Infine, la rappresentanza sociale, solamente, ora sta rinascendo, dopoché - per almeno un decennio - la società civile si è ritratta, abbandonando tutte le forme possibili di partecipazione e facendo sì che, così, lo spazio democratico venisse occupato da altri soggetti, che poco o nulla hanno a che fare con un’idea di società sana e rispettosa della legalità.
Il conflitto di interessi, pertanto, in un’Italia siffatta, costituisce un dato strutturale così della politica, come del tessuto sociale e culturale, da apparire molto difficile che possa essere eradicato a breve.
La decisione di Landini, in un simile contesto, non solo imbarazza la Camusso, ma soprattutto non aiuta a semplificare la situazione e, soprattutto, non contribuisce a fare chiarezza, perché, se un dirigente sindacale di primissima importanza decide di scendere nell’agone parlamentare, è ovvio che - anche - il grande industriale, che ha concessioni dallo Stato, o il magnate della finanza si sente autorizzato a fare un’operazione analoga, pur di tutelare interessi particolaristici.
Si potrà, allora, ambire ad avere un Paese “normale”, nel quale ciascuno possa, liberamente, condurre le proprie attività professionali, senza avere necessità di una tutela o di un patrocinio politico, che si esprimano non attraverso la delega, ma in virtù dell’impegno diretto?
Temiamo che, nel prossimo futuro, l’esempio di Landini possa essere seguito da altri soggetti sindacali o associativi, per cui la politica diventerà sempre meno lotta fra opzioni culturali, partitiche e sempre più contesa fra istanze corporative, che appunto non conoscono la delega come mezzo per il perseguimento - in forma legittima - di interessi plurali.

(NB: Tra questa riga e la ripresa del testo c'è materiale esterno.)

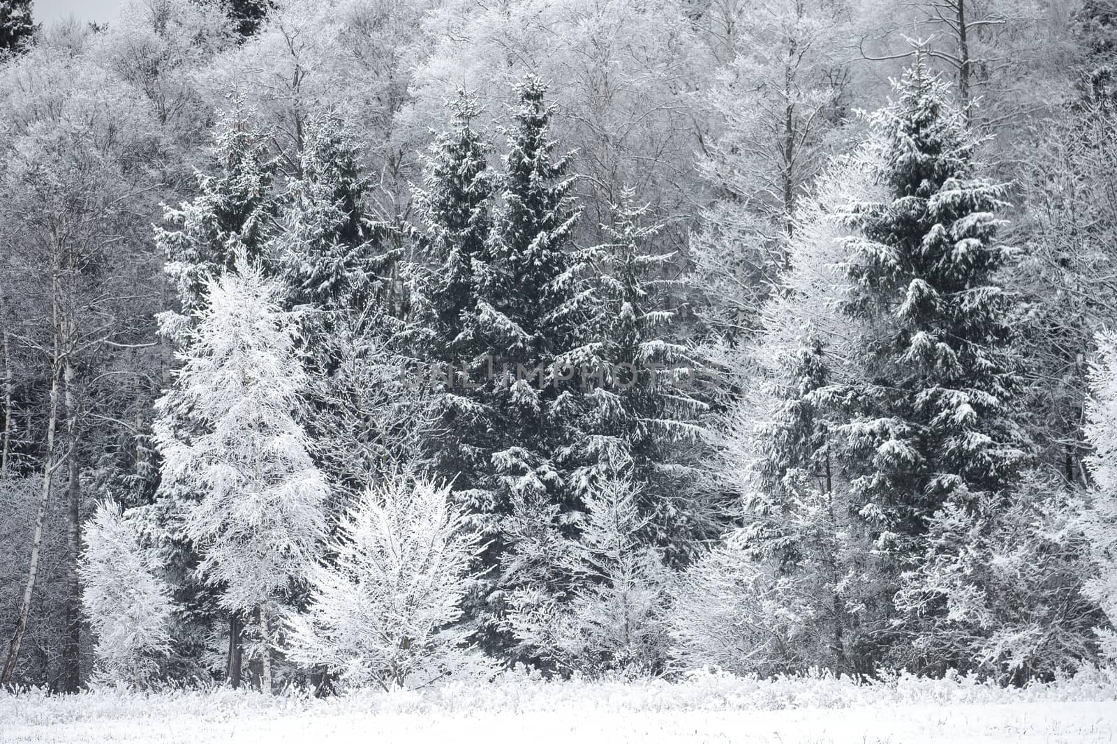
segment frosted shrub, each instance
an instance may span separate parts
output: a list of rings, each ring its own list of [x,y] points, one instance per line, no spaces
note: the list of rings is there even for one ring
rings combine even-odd
[[[394,475],[360,496],[289,615],[289,656],[353,685],[421,686],[466,670],[468,630],[452,627],[480,550],[450,490]]]
[[[82,600],[96,639],[97,677],[143,687],[170,648],[170,589],[117,504],[98,504],[86,525],[85,544]]]

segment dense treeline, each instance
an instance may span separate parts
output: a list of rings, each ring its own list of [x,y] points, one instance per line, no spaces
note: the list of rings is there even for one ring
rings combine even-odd
[[[1115,658],[1110,0],[0,0],[0,684]]]

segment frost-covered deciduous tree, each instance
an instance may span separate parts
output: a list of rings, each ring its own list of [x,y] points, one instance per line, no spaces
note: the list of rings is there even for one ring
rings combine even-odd
[[[1102,617],[1083,592],[1091,570],[1075,495],[1030,473],[977,518],[957,504],[937,512],[896,595],[896,628],[910,644],[892,660],[1014,685],[1092,661]]]
[[[670,572],[643,539],[647,518],[631,480],[610,477],[584,496],[585,524],[562,559],[575,588],[513,593],[508,624],[534,654],[563,671],[661,671]]]
[[[796,588],[790,616],[806,627],[795,632],[820,641],[809,656],[844,670],[857,646],[849,608],[873,588],[858,566],[870,547],[850,514],[841,417],[822,392],[846,379],[856,349],[840,309],[850,234],[843,211],[851,197],[882,195],[872,183],[876,154],[870,143],[832,163],[796,209],[789,268],[758,315],[755,339],[723,355],[741,395],[713,427],[708,463],[710,485],[743,506],[732,549],[708,560],[747,558],[750,571]]]
[[[830,42],[844,2],[712,3],[723,56],[705,91],[712,137],[698,165],[714,192],[690,236],[703,319],[724,338],[756,329],[761,305],[790,257],[793,215],[840,144],[851,83]]]
[[[171,590],[135,523],[102,502],[85,526],[82,601],[94,634],[95,678],[143,687],[171,648]]]
[[[812,663],[811,597],[735,541],[718,545],[678,579],[669,613],[671,663],[775,675]]]
[[[1117,659],[1117,337],[1098,337],[1098,363],[1090,374],[1092,398],[1086,438],[1094,447],[1087,458],[1095,487],[1083,515],[1090,542],[1090,558],[1097,574],[1087,582],[1087,595],[1098,603],[1108,620],[1102,628],[1102,650]]]
[[[385,689],[454,676],[467,665],[469,630],[457,622],[480,547],[448,486],[410,474],[370,486],[331,559],[308,572],[306,612],[287,615],[288,655]]]
[[[198,494],[182,503],[183,531],[221,605],[256,625],[266,690],[277,605],[315,560],[328,492],[298,424],[306,373],[280,293],[244,254],[207,283],[155,426],[162,487]]]

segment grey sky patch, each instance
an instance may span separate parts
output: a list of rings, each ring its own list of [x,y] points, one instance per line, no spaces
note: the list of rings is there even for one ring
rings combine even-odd
[[[51,23],[71,13],[84,21],[105,22],[116,16],[122,0],[35,0],[35,20]]]

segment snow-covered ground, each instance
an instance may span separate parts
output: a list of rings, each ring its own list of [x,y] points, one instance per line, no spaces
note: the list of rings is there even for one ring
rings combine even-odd
[[[714,675],[680,684],[509,676],[485,686],[324,700],[231,690],[32,693],[0,696],[0,741],[1109,743],[1117,742],[1117,680],[1092,673],[1004,690],[911,678],[857,686]]]

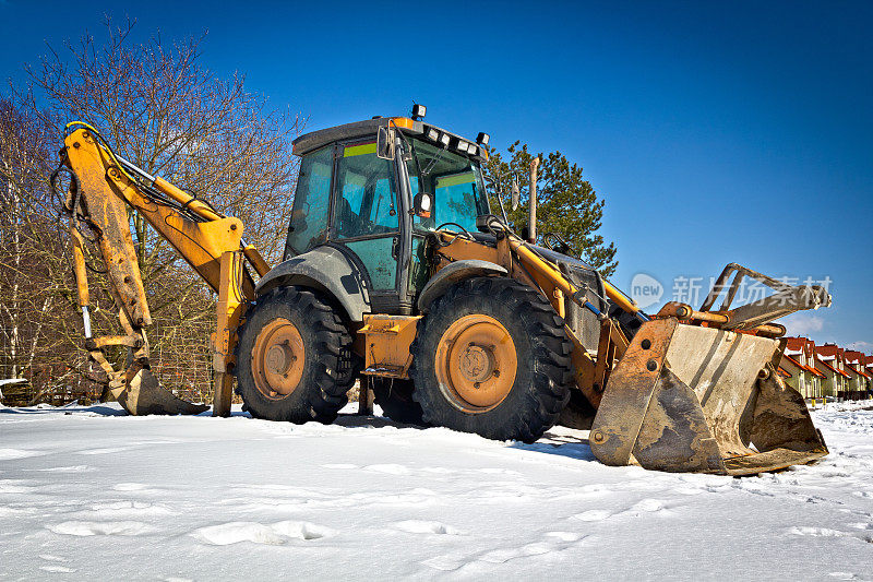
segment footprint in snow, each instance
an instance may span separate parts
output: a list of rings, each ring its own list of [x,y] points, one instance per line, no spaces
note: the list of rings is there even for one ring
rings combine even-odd
[[[352,465],[351,463],[327,463],[326,465],[322,465],[324,468],[359,468],[358,465]]]
[[[589,509],[588,511],[583,511],[582,513],[573,515],[574,519],[582,521],[603,521],[611,516],[612,513],[605,509]]]
[[[406,475],[409,473],[407,467],[396,464],[368,465],[363,468],[372,471],[373,473],[385,473],[387,475]]]
[[[841,532],[839,530],[830,530],[828,527],[812,527],[812,526],[797,526],[788,530],[792,535],[806,535],[812,537],[852,537],[868,544],[873,544],[873,536],[864,535],[853,532]]]
[[[463,535],[459,530],[436,521],[407,520],[395,523],[394,527],[410,534]]]
[[[65,521],[47,526],[56,534],[91,536],[91,535],[123,535],[133,536],[150,534],[155,531],[151,525],[139,521]]]
[[[505,563],[511,560],[530,558],[555,554],[579,545],[585,535],[573,532],[548,532],[541,542],[533,542],[517,547],[498,548],[477,554],[452,553],[444,556],[436,556],[421,563],[434,570],[452,571],[457,570],[468,563]]]
[[[84,451],[76,451],[76,454],[111,454],[130,451],[130,447],[107,447],[105,449],[87,449]]]
[[[65,566],[40,566],[39,569],[53,574],[71,574],[75,572],[75,568],[68,568]]]
[[[88,465],[71,465],[63,467],[33,468],[28,471],[39,471],[41,473],[85,473],[88,471],[94,471],[94,467]]]
[[[629,509],[624,511],[620,511],[618,513],[613,513],[606,509],[589,509],[588,511],[583,511],[582,513],[576,513],[573,515],[573,519],[581,520],[581,521],[603,521],[610,518],[619,518],[622,515],[629,516],[641,516],[646,513],[657,514],[657,513],[667,513],[667,508],[660,499],[643,499],[642,501],[633,504]]]
[[[312,541],[334,535],[330,527],[309,522],[280,521],[272,525],[255,522],[229,522],[194,531],[191,535],[214,546],[229,546],[240,542],[278,546],[290,539]]]
[[[860,580],[858,574],[853,574],[851,572],[830,572],[830,578],[836,578],[837,580]]]
[[[15,459],[40,456],[44,454],[48,453],[44,451],[28,451],[26,449],[0,449],[0,461],[14,461]]]

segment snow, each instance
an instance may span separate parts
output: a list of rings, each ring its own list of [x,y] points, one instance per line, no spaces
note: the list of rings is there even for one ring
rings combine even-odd
[[[607,467],[565,428],[0,408],[0,580],[873,580],[871,408],[748,478]]]

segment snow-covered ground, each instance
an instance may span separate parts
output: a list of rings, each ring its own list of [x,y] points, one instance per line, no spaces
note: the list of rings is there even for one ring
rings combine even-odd
[[[567,429],[0,408],[0,579],[873,580],[873,411],[814,416],[829,456],[731,478]]]

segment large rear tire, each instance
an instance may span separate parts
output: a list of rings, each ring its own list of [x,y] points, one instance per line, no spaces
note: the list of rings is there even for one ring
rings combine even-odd
[[[351,336],[324,298],[280,287],[246,314],[237,391],[255,418],[332,423],[355,381]]]
[[[497,440],[534,442],[570,399],[572,344],[536,290],[505,277],[451,287],[411,345],[423,420]]]

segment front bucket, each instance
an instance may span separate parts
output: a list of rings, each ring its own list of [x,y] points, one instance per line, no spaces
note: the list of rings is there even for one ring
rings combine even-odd
[[[646,322],[609,377],[590,432],[608,465],[751,475],[827,454],[803,397],[776,372],[778,340]]]
[[[151,370],[133,366],[127,373],[127,385],[118,395],[118,402],[133,416],[147,414],[200,414],[210,407],[192,404],[160,388]]]

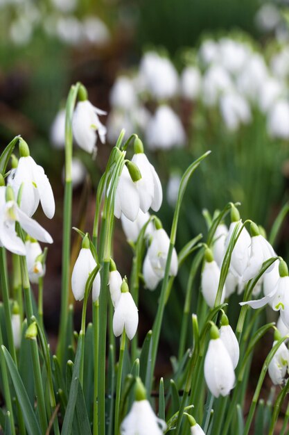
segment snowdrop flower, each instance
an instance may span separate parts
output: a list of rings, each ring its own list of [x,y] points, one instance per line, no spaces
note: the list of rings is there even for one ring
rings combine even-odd
[[[160,106],[148,122],[146,142],[150,149],[170,149],[183,145],[186,134],[182,122],[168,106]]]
[[[137,219],[132,222],[123,213],[121,213],[121,220],[123,230],[125,234],[125,237],[129,242],[135,243],[139,236],[141,229],[150,219],[150,213],[148,211],[143,213],[141,209],[139,210],[139,214]],[[154,227],[152,222],[150,222],[146,229],[145,236],[149,236],[154,231]]]
[[[132,179],[133,177],[133,179]],[[121,213],[131,221],[139,214],[140,201],[136,183],[141,179],[139,170],[132,162],[123,166],[119,179],[114,200],[114,216],[120,219]],[[108,192],[110,192],[108,189]]]
[[[121,425],[121,435],[161,435],[166,429],[166,422],[158,418],[146,400],[146,390],[137,378],[135,401]]]
[[[220,329],[220,338],[223,342],[233,363],[233,368],[236,368],[239,361],[240,348],[238,340],[229,325],[228,318],[225,314],[222,316],[222,326]]]
[[[263,263],[274,257],[275,253],[271,245],[266,239],[260,234],[259,228],[256,224],[251,224],[251,247],[247,265],[243,275],[244,281],[252,279],[260,272]],[[273,266],[268,268],[268,272],[272,271]]]
[[[226,240],[226,249],[227,248],[231,235],[235,227],[240,224],[240,229],[242,221],[240,219],[240,214],[236,207],[233,207],[231,211],[231,223],[229,228],[228,235]],[[231,257],[230,270],[236,277],[241,277],[249,263],[249,247],[251,245],[251,238],[247,229],[243,227],[242,231],[234,247]]]
[[[116,265],[112,258],[110,258],[110,277],[108,285],[110,287],[110,297],[112,298],[112,305],[115,307],[121,297],[121,287],[123,283],[123,279],[119,272],[116,269]]]
[[[87,17],[82,22],[82,26],[83,33],[89,42],[102,46],[110,40],[110,31],[98,17]]]
[[[235,373],[231,357],[215,325],[211,328],[204,370],[207,385],[213,395],[228,395],[235,383]]]
[[[161,181],[155,167],[148,161],[143,153],[143,146],[139,138],[134,140],[134,154],[132,162],[135,163],[141,172],[141,179],[136,183],[139,195],[139,206],[143,213],[151,207],[158,211],[163,200]]]
[[[71,183],[73,189],[78,188],[85,179],[87,170],[81,160],[73,157],[71,160]],[[65,166],[62,169],[62,182],[65,182]]]
[[[272,347],[274,347],[280,339],[280,333],[279,331],[275,331],[274,336],[274,341]],[[268,366],[269,376],[274,385],[283,386],[284,384],[288,365],[289,351],[286,344],[282,343],[276,351]]]
[[[54,118],[50,129],[50,140],[55,148],[65,147],[65,109],[61,109]]]
[[[213,256],[219,268],[222,267],[225,253],[226,252],[225,242],[228,235],[228,229],[225,224],[219,224],[213,236]]]
[[[289,138],[289,103],[279,99],[271,107],[267,120],[267,128],[272,138]]]
[[[19,308],[17,302],[14,302],[11,315],[12,333],[13,335],[14,345],[16,349],[19,349],[21,345],[21,325],[19,313]]]
[[[35,240],[29,238],[25,242],[26,249],[26,262],[29,281],[37,284],[39,279],[45,274],[45,264],[42,264],[42,249]]]
[[[148,290],[155,290],[161,278],[157,274],[151,265],[150,257],[146,254],[143,265],[143,275],[146,287]]]
[[[256,300],[240,302],[257,309],[270,304],[274,311],[280,311],[283,324],[289,328],[289,277],[286,263],[283,260],[279,265],[279,279],[274,288],[267,296]]]
[[[247,100],[240,94],[231,92],[220,97],[220,111],[228,130],[236,131],[242,124],[251,121],[251,109]]]
[[[155,220],[155,224],[157,229],[152,233],[152,240],[148,249],[148,256],[154,272],[161,279],[164,277],[170,239],[164,229],[160,227],[160,224],[156,222]],[[174,248],[170,261],[169,272],[170,276],[176,276],[177,267],[177,255]]]
[[[8,251],[18,255],[26,255],[26,250],[24,243],[18,236],[15,231],[15,222],[18,222],[26,233],[46,243],[52,243],[50,234],[40,225],[36,220],[27,216],[18,206],[14,200],[14,193],[11,186],[6,188],[3,184],[4,179],[0,183],[0,245]]]
[[[214,261],[213,253],[209,248],[204,254],[204,268],[201,277],[201,288],[204,299],[210,308],[215,305],[218,287],[220,281],[220,270]],[[226,289],[222,289],[220,303],[222,304],[226,294]]]
[[[195,418],[192,417],[192,416],[188,414],[186,412],[184,412],[184,415],[188,418],[189,424],[190,425],[191,435],[206,435],[202,427],[196,422]]]
[[[106,112],[94,107],[87,99],[87,92],[81,86],[78,93],[80,101],[76,104],[72,120],[74,138],[79,147],[91,154],[97,150],[97,131],[100,142],[105,142],[106,127],[101,124],[98,115],[106,115]]]
[[[71,288],[76,300],[81,301],[84,298],[87,281],[96,266],[96,263],[89,247],[89,240],[87,236],[85,236],[72,271]],[[98,299],[100,290],[100,274],[98,272],[92,284],[92,300],[94,302]]]
[[[181,76],[182,95],[189,100],[195,100],[200,95],[202,85],[202,76],[196,67],[186,67]]]
[[[215,106],[220,96],[231,90],[234,85],[227,71],[221,65],[213,65],[206,72],[202,82],[202,99],[206,106]]]
[[[172,207],[175,207],[177,203],[181,180],[182,177],[178,174],[171,174],[168,179],[166,187],[166,199]]]
[[[125,76],[118,77],[110,95],[110,103],[112,107],[132,110],[137,103],[136,93],[132,81]]]
[[[51,219],[55,211],[53,192],[51,186],[42,166],[37,165],[30,156],[26,142],[19,139],[20,158],[18,166],[8,183],[14,190],[15,197],[21,186],[20,208],[30,218],[36,211],[40,202],[43,211]]]
[[[159,100],[172,98],[178,91],[177,71],[169,59],[148,51],[143,56],[139,74],[145,88]]]
[[[125,279],[121,286],[121,295],[114,307],[112,329],[116,337],[121,335],[123,331],[129,340],[132,340],[139,324],[139,313],[132,296],[129,292],[128,286]]]

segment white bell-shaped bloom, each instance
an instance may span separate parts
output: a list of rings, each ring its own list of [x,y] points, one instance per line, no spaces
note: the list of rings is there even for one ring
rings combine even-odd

Purtroppo, Berlusconi ed il berlusconismo hanno modificato, in profondità, la nostra realtà nazionale ed, a quanto pare, hanno finito per condizionare in modo ridondante, finanche, quelli che dovrebbero essere lontanissimi – almeno nel merito, se non nella forma dell’azione – da una prassi consolidata e contraria, manifestamente, ai principi della morale pubblica e della democrazia liberale.